A Chinese company with links to that country’s government has been monitoring public figures across the world, including 10,000 Indians, reported a consortium of media organisations, including India’s The Indian Express, Australia’s Financial Review and the Australian Broadcasting Corporation (ABC), Italy’s Il Foglio and United Kingdom’s The Daily Telegraph. Zhenhua Data, headquartered in Shenzen, has reportedly built a global database by collating information from social media IDs, news reports and other publicly available data.

However, reaction to these news reports has been lukewarm. Many commentators have noted that Zhenhua’s activities are not as alarming as they have been made to seem (more on this below).

What is the story?

Zhenua Data, with links to the People’s Liberation Army (PLA) and the Chinese Communist Party (CCP), has reportedly been collecting information on various Indian public figures including Prime Minister Narendra Modi, President Ramnath Kovind, chief ministers Mamata Bannerjee, Ashok Gehlot, Amarinder Singh, Uddhav Thackeray, Cabinet ministers Rajnath Singh, Nirmala Sitharaman, former and incumbent military officials, senior members of opposition parties such as Congress’ Sonia Gandhi and industrialists Ratan Tata and Gautam Adani. Over 10,000 Indians were reportedly being targeted by the firm.

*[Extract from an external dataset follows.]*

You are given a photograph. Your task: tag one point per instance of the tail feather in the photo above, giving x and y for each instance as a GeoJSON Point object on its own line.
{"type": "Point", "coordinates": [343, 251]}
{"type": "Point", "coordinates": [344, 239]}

The database was leaked to an academic Christopher Balding, a US national working in Vietnam. Balding later provided access to this database to members of the media consortium for the story.

How, and what, data was collected?

Zhenhua Data, according to The Indian Express, has built an Overseas Key Information Database (OKIDB) which monitors a subject’s digital footprint across social media platforms. It reportedly built an “information library” by scraping content from sources such as social media platforms, news, forums, research papers, patents and bidding documents. The company built a “relational data”, which it does by tracking the subject’s friends, family and followers on social media platforms. It reportedly used artificial intelligence tools to collect “private information about movements such as geographic location.”  It is interesting to note that the data collected by Zhenhua Data is already available on the public domain.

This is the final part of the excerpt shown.